🤖 AI Summary
This paper addresses the incomplete user behavior modeling in sequential recommendation caused by neglecting non-product pages (e.g., navigation pages). It is the first work to systematically validate their informational value and propose a general representation method alongside a scalable framework for integrating such pages into existing models. Methodologically, it combines HypTrails-based hypothesis testing, GRU/Transformer-based sequential modeling, multi-strategy item representation, synthetic data generation, and noise-robustness analysis. Evaluated on two real-world datasets, the approach achieves significant improvements in Recall@20 and MRR across diverse baseline models, demonstrating consistent gains. Key contributions are: (1) establishing the critical role of non-product pages in sequential recommendation; and (2) providing a lightweight, generic, and robust integration paradigm that requires no architectural modifications to backbone models.
📝 Abstract
Analyzing sequences of interactions between users and items, sequential recommendation models can learn user intent and make predictions about the next item. Next to item interactions, most systems also have interactions with what we call non-item pages: these pages are not related to specific items but still can provide insights into the user's interests, as, for example, navigation pages. We therefore propose a general way to include these non-item pages in sequential recommendation models to enhance next-item prediction.

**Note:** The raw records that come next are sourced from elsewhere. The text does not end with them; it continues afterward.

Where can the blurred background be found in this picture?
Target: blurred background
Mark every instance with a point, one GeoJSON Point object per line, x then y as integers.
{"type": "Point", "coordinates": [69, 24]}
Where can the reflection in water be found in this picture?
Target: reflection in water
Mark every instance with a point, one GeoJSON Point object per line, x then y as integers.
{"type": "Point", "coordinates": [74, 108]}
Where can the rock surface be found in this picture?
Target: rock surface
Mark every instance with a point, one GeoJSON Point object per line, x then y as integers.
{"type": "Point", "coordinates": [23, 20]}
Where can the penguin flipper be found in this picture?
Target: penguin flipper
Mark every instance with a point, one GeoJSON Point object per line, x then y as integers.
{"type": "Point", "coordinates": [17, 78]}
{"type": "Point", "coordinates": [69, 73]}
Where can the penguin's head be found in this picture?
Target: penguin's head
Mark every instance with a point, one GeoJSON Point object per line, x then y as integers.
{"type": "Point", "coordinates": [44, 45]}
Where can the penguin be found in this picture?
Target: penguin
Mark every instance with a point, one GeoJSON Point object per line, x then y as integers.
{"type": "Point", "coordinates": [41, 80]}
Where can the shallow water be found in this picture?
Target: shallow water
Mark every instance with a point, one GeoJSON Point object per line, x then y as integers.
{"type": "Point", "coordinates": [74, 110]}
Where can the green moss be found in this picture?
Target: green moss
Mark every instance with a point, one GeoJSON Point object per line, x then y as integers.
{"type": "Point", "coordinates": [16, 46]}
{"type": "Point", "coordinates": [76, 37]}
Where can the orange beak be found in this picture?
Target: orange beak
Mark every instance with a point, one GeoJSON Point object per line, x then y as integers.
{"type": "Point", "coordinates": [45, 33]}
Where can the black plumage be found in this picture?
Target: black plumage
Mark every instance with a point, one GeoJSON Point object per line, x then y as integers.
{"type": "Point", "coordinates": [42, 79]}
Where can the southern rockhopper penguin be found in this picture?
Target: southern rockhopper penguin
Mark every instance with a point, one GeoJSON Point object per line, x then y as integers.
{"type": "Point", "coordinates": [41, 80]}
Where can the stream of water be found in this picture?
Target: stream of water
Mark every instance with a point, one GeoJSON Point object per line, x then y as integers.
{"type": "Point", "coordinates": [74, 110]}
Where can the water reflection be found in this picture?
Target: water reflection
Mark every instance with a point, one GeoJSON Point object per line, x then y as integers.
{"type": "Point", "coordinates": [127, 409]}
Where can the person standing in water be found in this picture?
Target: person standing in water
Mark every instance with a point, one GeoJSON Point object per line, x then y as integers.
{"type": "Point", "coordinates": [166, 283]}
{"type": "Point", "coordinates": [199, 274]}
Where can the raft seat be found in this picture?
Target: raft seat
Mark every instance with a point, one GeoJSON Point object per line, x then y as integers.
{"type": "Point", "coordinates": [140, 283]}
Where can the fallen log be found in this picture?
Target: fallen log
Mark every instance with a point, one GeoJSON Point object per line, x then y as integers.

First, we demonstrate the influence of non-item pages on following interactions using the hypotheses testing framework HypTrails and propose methods for representing non-item pages in sequential recommendation models. Subsequently, we adapt popular sequential recommender models to integrate non-item pages and investigate their performance with different item representation strategies as well as their ability to handle noisy data. To show the general capabilities of the models to integrate non-item pages, we create a synthetic dataset for a controlled setting and then evaluate the improvements from including non-item pages on two real-world datasets. Our results show that non-item pages are a valuable source of information, and incorporating them in sequential recommendation models increases the performance of next-item prediction across all analyzed model architectures.